The pattern of construction activity by sector has changed substantially over time (graph 19.4). In 1987-88, the value of non-residential building activity was greater than engineering construction activity. After 1991-92, however, engineering construction activity has consistently exceeded non-residential building activity.
Graph 19.4 also shows the acceleration in residential building activity to record levels prior to the introduction of The New Tax System in July 2000, followed by a substantial downturn until the start of 2001.
Over the past decade, public sector construction has remained relatively constant, maintaining an annual value of work done of around $15b (graph 19.5). Private sector construction on the other hand has been more volatile, particularly over the past few years. The value of private sector construction declined sharply after July 2000, falling by 24%. Private sector construction has, however, almost recovered from this sharp decline, increasing 20% in 2001-02.

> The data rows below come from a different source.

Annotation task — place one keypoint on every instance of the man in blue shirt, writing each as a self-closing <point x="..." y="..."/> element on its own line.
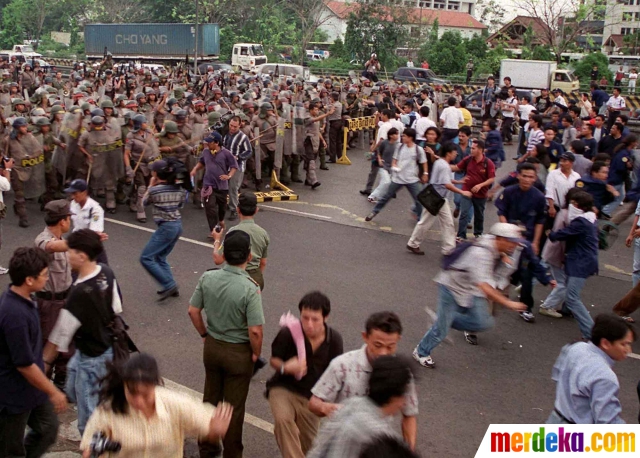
<point x="587" y="388"/>
<point x="523" y="204"/>
<point x="27" y="396"/>
<point x="220" y="166"/>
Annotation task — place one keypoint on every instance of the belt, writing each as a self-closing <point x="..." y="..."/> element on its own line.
<point x="49" y="296"/>
<point x="564" y="418"/>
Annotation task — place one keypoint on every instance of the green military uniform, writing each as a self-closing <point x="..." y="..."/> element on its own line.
<point x="232" y="303"/>
<point x="259" y="246"/>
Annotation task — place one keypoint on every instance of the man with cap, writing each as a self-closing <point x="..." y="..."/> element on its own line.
<point x="220" y="166"/>
<point x="167" y="199"/>
<point x="140" y="150"/>
<point x="247" y="209"/>
<point x="240" y="146"/>
<point x="86" y="213"/>
<point x="52" y="297"/>
<point x="232" y="335"/>
<point x="559" y="181"/>
<point x="466" y="285"/>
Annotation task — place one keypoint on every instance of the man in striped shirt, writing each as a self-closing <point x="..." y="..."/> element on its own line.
<point x="167" y="199"/>
<point x="240" y="146"/>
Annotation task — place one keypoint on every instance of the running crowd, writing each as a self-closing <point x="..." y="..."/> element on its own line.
<point x="151" y="140"/>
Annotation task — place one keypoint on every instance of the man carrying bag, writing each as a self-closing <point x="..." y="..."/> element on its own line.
<point x="434" y="197"/>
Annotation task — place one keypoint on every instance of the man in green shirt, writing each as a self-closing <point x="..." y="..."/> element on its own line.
<point x="232" y="336"/>
<point x="247" y="209"/>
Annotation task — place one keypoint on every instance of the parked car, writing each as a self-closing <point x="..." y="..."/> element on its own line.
<point x="219" y="66"/>
<point x="420" y="75"/>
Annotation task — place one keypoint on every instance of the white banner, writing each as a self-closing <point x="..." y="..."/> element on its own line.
<point x="547" y="440"/>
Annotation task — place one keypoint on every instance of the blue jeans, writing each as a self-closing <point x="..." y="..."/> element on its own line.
<point x="575" y="305"/>
<point x="83" y="383"/>
<point x="636" y="262"/>
<point x="557" y="296"/>
<point x="612" y="206"/>
<point x="466" y="214"/>
<point x="154" y="255"/>
<point x="414" y="189"/>
<point x="451" y="315"/>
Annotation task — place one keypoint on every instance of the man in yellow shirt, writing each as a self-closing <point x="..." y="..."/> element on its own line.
<point x="466" y="114"/>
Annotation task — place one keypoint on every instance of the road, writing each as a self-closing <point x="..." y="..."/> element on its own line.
<point x="322" y="242"/>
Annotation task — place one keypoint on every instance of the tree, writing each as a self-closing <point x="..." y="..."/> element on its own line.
<point x="491" y="13"/>
<point x="563" y="21"/>
<point x="448" y="55"/>
<point x="374" y="27"/>
<point x="584" y="66"/>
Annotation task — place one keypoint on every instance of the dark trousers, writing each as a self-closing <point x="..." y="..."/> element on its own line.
<point x="371" y="179"/>
<point x="465" y="216"/>
<point x="48" y="312"/>
<point x="524" y="276"/>
<point x="215" y="207"/>
<point x="228" y="368"/>
<point x="43" y="431"/>
<point x="507" y="136"/>
<point x="335" y="139"/>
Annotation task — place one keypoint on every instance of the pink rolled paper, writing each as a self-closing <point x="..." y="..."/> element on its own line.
<point x="295" y="327"/>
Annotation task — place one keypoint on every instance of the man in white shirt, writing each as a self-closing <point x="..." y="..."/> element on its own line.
<point x="86" y="213"/>
<point x="614" y="105"/>
<point x="559" y="181"/>
<point x="450" y="119"/>
<point x="422" y="124"/>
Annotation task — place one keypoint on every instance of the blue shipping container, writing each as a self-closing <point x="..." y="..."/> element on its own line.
<point x="157" y="41"/>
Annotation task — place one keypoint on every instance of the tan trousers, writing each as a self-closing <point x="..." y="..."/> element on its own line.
<point x="295" y="426"/>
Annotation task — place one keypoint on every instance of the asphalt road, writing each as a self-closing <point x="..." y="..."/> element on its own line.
<point x="363" y="267"/>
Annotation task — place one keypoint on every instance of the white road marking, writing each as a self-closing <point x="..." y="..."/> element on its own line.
<point x="146" y="229"/>
<point x="248" y="418"/>
<point x="295" y="212"/>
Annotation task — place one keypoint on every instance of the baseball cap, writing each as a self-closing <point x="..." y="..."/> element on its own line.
<point x="57" y="209"/>
<point x="507" y="231"/>
<point x="568" y="155"/>
<point x="236" y="248"/>
<point x="77" y="185"/>
<point x="213" y="137"/>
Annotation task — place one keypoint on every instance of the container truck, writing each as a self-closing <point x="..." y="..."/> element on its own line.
<point x="538" y="74"/>
<point x="157" y="42"/>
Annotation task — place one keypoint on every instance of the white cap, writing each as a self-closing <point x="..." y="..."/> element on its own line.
<point x="506" y="230"/>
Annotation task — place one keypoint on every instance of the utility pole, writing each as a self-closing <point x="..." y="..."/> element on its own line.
<point x="195" y="57"/>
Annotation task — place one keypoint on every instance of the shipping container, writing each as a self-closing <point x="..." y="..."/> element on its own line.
<point x="151" y="41"/>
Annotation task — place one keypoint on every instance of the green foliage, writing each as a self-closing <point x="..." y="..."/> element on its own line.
<point x="584" y="66"/>
<point x="369" y="30"/>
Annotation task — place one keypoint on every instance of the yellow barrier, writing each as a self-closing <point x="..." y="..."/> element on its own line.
<point x="353" y="125"/>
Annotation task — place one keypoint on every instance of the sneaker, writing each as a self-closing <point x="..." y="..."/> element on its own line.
<point x="471" y="339"/>
<point x="528" y="317"/>
<point x="425" y="361"/>
<point x="549" y="312"/>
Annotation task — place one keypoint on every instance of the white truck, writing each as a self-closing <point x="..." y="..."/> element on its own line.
<point x="247" y="56"/>
<point x="22" y="52"/>
<point x="538" y="74"/>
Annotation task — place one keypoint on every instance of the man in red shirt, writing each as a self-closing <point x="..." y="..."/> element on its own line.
<point x="480" y="175"/>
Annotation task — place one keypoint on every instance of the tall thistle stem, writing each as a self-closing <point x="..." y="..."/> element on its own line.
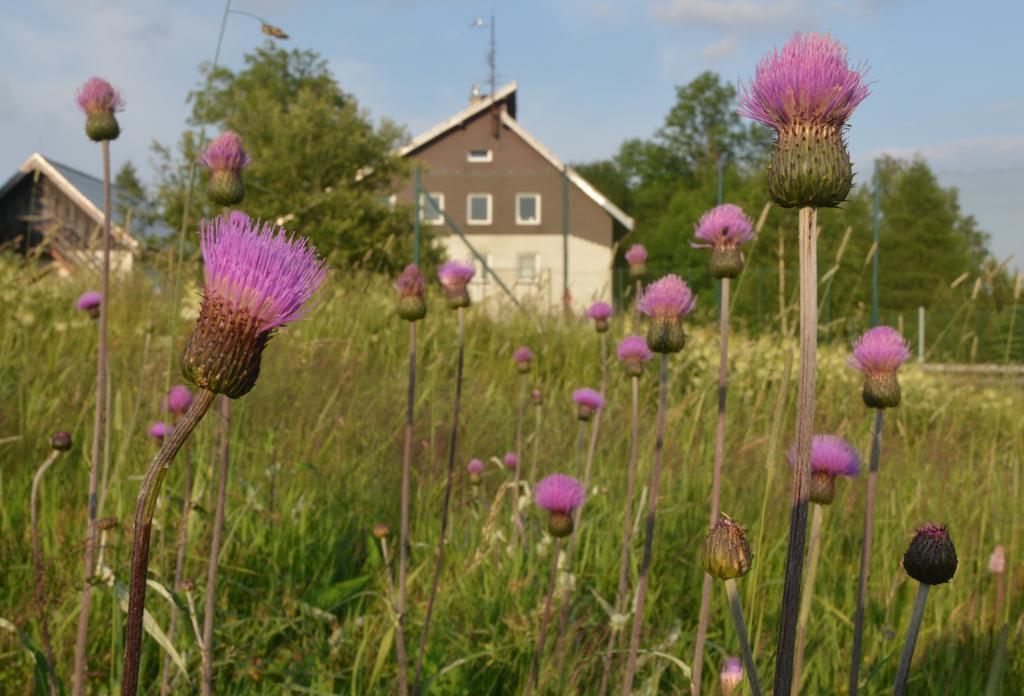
<point x="218" y="530"/>
<point x="439" y="560"/>
<point x="614" y="637"/>
<point x="813" y="554"/>
<point x="805" y="429"/>
<point x="642" y="580"/>
<point x="407" y="466"/>
<point x="865" y="553"/>
<point x="37" y="561"/>
<point x="535" y="664"/>
<point x="744" y="643"/>
<point x="179" y="563"/>
<point x="81" y="641"/>
<point x="716" y="480"/>
<point x="147" y="494"/>
<point x="911" y="640"/>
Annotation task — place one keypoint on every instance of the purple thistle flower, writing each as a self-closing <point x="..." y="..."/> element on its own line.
<point x="880" y="351"/>
<point x="634" y="349"/>
<point x="412" y="281"/>
<point x="225" y="154"/>
<point x="178" y="399"/>
<point x="724" y="226"/>
<point x="559" y="493"/>
<point x="89" y="301"/>
<point x="589" y="397"/>
<point x="455" y="274"/>
<point x="808" y="82"/>
<point x="97" y="96"/>
<point x="669" y="298"/>
<point x="832" y="455"/>
<point x="599" y="311"/>
<point x="637" y="255"/>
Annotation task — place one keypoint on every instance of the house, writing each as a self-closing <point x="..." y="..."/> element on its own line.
<point x="55" y="211"/>
<point x="507" y="193"/>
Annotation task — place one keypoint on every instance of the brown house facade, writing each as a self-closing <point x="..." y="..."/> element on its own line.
<point x="507" y="192"/>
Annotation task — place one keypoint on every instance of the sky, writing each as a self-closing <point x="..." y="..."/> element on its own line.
<point x="946" y="75"/>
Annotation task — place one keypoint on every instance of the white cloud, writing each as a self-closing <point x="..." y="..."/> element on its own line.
<point x="722" y="48"/>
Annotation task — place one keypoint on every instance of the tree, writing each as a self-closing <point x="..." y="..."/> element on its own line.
<point x="318" y="164"/>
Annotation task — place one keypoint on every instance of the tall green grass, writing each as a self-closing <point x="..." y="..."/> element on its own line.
<point x="303" y="603"/>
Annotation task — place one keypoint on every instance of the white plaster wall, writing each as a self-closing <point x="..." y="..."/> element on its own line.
<point x="590" y="268"/>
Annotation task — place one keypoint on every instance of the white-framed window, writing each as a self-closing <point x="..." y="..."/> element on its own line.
<point x="527" y="267"/>
<point x="527" y="209"/>
<point x="427" y="212"/>
<point x="478" y="208"/>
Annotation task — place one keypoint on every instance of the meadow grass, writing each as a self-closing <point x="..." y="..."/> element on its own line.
<point x="302" y="597"/>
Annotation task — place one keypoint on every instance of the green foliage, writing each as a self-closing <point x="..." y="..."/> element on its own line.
<point x="318" y="164"/>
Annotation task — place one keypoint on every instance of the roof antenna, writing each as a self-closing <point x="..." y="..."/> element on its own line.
<point x="492" y="58"/>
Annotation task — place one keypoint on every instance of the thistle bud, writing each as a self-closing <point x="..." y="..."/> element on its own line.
<point x="726" y="554"/>
<point x="60" y="441"/>
<point x="931" y="557"/>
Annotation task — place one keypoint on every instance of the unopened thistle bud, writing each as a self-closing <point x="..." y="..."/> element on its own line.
<point x="588" y="401"/>
<point x="89" y="302"/>
<point x="726" y="554"/>
<point x="600" y="312"/>
<point x="637" y="258"/>
<point x="560" y="495"/>
<point x="830" y="457"/>
<point x="60" y="441"/>
<point x="522" y="356"/>
<point x="633" y="351"/>
<point x="455" y="279"/>
<point x="257" y="279"/>
<point x="723" y="228"/>
<point x="879" y="354"/>
<point x="806" y="92"/>
<point x="225" y="159"/>
<point x="667" y="302"/>
<point x="411" y="286"/>
<point x="931" y="557"/>
<point x="99" y="101"/>
<point x="475" y="470"/>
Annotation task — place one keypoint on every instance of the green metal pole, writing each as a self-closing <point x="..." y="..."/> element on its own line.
<point x="876" y="224"/>
<point x="417" y="188"/>
<point x="565" y="237"/>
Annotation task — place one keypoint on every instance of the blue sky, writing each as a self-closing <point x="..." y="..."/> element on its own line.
<point x="592" y="73"/>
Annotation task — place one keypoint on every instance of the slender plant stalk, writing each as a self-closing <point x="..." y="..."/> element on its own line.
<point x="865" y="553"/>
<point x="407" y="467"/>
<point x="716" y="480"/>
<point x="535" y="664"/>
<point x="37" y="560"/>
<point x="439" y="559"/>
<point x="147" y="494"/>
<point x="805" y="429"/>
<point x="911" y="640"/>
<point x="179" y="564"/>
<point x="218" y="529"/>
<point x="744" y="644"/>
<point x="813" y="554"/>
<point x="81" y="641"/>
<point x="614" y="636"/>
<point x="655" y="474"/>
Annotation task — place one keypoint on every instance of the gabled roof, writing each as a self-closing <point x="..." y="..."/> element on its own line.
<point x="85" y="190"/>
<point x="507" y="94"/>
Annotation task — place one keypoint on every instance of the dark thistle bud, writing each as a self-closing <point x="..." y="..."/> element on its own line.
<point x="931" y="557"/>
<point x="726" y="554"/>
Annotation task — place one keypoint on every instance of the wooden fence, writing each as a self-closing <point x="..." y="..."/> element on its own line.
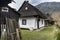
<point x="10" y="30"/>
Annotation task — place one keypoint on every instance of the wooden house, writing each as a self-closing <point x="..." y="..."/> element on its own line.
<point x="31" y="17"/>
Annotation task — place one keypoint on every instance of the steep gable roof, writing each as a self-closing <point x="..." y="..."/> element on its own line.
<point x="29" y="10"/>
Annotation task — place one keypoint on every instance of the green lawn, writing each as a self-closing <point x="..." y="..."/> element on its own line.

More detailed information on the value of residential and non-residential building work done is presented in table 19.6. In 2001-02 the value of building work done increased by $5,483m (16%) to $39,137m, following a significant fall of 23% in 2000-01. During 2001-02, work done on total new residential buildings increased by $4,130m (23%), recovering the majority of the 27% decline experienced during 2000-01. Non-residential building activity did not experience the same level of recovery, increasing by $688m (6%) in 2001-02, following a decline of $2,549m (-17%) during the preceding year.